Utah Medical Products, Inc. reported first‑quarter 2026 results that showed a 10.2% decline in revenue to $8.7 million compared with $9.7 million in Q1 2025, reflecting the loss of sales to a former China distributor and PendoTECH. The company’s net income fell 14.4% to $2.6 million, and earnings per share dropped 11% to $0.818 from $0.919 in the prior year, underscoring the impact of the customer losses on profitability.
Gross profit margin expanded to 60.6% in Q1 2026 from 57.0% in Q1 2025, driven by cost‑control measures and a higher mix of high‑margin products. However, operating income margin contracted to 29.4% from 32.5% year‑over‑year because general and administrative expenses rose, offsetting the margin benefit from the higher gross profit. The company’s cash and investments increased to $87.4 million, reinforcing its strong liquidity position and ability to fund ongoing operations and shareholder returns.

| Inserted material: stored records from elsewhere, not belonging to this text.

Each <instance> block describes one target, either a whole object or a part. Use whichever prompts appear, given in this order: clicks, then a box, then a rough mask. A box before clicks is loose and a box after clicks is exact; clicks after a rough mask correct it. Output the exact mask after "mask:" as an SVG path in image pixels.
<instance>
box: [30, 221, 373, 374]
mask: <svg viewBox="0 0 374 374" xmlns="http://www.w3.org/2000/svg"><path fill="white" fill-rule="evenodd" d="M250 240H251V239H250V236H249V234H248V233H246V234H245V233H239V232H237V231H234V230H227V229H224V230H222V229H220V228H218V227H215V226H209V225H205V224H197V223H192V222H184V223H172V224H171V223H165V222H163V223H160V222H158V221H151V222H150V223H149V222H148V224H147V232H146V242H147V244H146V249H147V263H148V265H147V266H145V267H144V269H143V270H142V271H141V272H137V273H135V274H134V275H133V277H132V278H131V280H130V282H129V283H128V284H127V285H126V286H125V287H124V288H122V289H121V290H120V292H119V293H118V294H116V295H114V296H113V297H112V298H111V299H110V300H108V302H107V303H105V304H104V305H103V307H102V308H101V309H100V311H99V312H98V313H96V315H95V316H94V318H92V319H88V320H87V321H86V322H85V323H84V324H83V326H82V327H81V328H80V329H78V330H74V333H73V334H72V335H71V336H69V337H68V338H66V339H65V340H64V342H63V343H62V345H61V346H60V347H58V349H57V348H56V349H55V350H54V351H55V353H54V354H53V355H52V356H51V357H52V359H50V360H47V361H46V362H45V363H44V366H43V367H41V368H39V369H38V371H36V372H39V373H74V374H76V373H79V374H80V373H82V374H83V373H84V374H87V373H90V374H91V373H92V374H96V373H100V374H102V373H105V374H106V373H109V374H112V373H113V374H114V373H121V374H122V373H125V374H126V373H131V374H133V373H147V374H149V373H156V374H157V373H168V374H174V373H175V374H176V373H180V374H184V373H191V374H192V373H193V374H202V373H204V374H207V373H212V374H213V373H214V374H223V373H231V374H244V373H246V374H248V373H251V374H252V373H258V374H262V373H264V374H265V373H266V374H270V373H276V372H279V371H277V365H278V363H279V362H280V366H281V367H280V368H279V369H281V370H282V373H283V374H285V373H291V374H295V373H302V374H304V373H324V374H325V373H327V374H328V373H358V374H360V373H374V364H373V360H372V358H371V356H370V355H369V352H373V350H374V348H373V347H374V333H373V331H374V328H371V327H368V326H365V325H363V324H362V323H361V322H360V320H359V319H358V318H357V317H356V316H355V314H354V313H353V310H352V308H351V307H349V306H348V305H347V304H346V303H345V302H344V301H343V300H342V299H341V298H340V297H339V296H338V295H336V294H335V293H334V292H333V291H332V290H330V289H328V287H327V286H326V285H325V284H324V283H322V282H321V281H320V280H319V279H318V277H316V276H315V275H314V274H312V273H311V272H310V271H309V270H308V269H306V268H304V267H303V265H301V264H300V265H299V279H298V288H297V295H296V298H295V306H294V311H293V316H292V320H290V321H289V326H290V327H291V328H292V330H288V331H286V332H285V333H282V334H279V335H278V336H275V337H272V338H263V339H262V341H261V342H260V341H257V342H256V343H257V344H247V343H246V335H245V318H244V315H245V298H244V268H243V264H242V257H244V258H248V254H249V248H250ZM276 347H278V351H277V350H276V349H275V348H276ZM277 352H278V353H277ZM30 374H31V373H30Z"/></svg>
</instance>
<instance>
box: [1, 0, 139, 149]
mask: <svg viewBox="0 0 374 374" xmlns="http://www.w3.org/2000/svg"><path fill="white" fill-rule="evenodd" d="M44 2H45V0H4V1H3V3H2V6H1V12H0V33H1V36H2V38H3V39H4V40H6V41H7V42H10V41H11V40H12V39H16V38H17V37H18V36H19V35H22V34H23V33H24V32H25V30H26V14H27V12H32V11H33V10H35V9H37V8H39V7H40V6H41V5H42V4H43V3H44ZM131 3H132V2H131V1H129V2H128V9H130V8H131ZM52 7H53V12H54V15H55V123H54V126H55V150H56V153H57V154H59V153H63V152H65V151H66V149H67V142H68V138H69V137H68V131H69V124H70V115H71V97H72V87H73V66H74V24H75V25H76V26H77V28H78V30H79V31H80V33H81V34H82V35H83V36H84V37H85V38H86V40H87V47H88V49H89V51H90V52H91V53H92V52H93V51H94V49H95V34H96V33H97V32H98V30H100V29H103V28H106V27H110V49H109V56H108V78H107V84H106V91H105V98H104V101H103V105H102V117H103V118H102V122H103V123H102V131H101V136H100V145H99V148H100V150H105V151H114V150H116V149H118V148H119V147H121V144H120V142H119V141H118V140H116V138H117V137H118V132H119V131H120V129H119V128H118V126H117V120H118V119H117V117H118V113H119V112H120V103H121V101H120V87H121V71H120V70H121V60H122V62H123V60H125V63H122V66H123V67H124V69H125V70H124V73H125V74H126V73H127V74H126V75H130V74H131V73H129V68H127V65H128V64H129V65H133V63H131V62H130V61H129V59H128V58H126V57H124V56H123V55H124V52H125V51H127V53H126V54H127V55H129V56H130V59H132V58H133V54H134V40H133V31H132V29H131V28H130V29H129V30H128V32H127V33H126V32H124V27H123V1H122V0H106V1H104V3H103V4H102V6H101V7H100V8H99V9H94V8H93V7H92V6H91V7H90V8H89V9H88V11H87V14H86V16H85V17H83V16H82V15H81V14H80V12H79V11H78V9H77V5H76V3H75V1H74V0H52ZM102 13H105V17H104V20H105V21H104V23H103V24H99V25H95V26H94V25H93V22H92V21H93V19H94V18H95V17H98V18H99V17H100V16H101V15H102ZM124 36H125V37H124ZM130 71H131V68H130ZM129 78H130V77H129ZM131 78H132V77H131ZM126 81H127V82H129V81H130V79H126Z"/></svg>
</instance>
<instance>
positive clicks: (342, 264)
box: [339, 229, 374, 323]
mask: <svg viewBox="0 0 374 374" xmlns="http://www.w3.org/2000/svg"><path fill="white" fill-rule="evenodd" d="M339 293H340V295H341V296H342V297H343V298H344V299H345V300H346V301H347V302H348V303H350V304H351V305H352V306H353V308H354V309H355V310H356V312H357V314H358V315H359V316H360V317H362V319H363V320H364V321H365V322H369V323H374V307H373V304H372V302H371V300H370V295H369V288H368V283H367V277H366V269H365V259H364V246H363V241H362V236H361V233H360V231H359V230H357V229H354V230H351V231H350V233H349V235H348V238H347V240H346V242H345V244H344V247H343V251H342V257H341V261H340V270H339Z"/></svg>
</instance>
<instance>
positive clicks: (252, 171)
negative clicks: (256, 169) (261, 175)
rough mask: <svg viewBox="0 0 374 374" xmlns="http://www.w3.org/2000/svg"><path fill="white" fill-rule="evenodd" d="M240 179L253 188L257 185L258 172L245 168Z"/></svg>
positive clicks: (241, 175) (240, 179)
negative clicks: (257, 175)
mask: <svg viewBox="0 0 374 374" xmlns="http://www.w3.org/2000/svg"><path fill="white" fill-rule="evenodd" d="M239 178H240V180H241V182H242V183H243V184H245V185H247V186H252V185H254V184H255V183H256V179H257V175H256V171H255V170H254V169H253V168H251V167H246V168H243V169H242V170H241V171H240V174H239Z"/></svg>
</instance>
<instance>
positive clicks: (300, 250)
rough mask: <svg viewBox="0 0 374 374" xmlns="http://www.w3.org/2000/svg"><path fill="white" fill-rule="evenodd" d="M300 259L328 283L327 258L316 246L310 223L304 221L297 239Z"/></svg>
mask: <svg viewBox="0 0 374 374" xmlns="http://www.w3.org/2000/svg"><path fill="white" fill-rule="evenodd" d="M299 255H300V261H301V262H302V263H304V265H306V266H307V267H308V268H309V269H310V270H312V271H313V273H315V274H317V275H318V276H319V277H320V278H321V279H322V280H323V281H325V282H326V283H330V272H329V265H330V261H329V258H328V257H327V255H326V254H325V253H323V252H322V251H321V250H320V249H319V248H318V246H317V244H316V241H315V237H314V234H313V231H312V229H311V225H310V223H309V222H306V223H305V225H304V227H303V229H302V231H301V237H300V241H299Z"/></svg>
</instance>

Management noted that the quarter’s performance was in line with its previously announced 2026 full‑year guidance, which had been set before the loss of the key customers. The company emphasized that it is actively working to replace the lost revenue streams and expects gross margins to improve further as lower‑margin China sales phase out. Management also highlighted the ongoing Filshie Clip litigation, which, while a potential risk, has not yet materially affected the company’s financials.
The results illustrate a deceleration in top‑line growth but also demonstrate resilience in cost management and cash generation. Investors will likely focus on the company’s ability to recover lost customer volume, maintain margin expansion, and navigate the legal exposure surrounding the Filshie Clip System as it moves forward into 2026.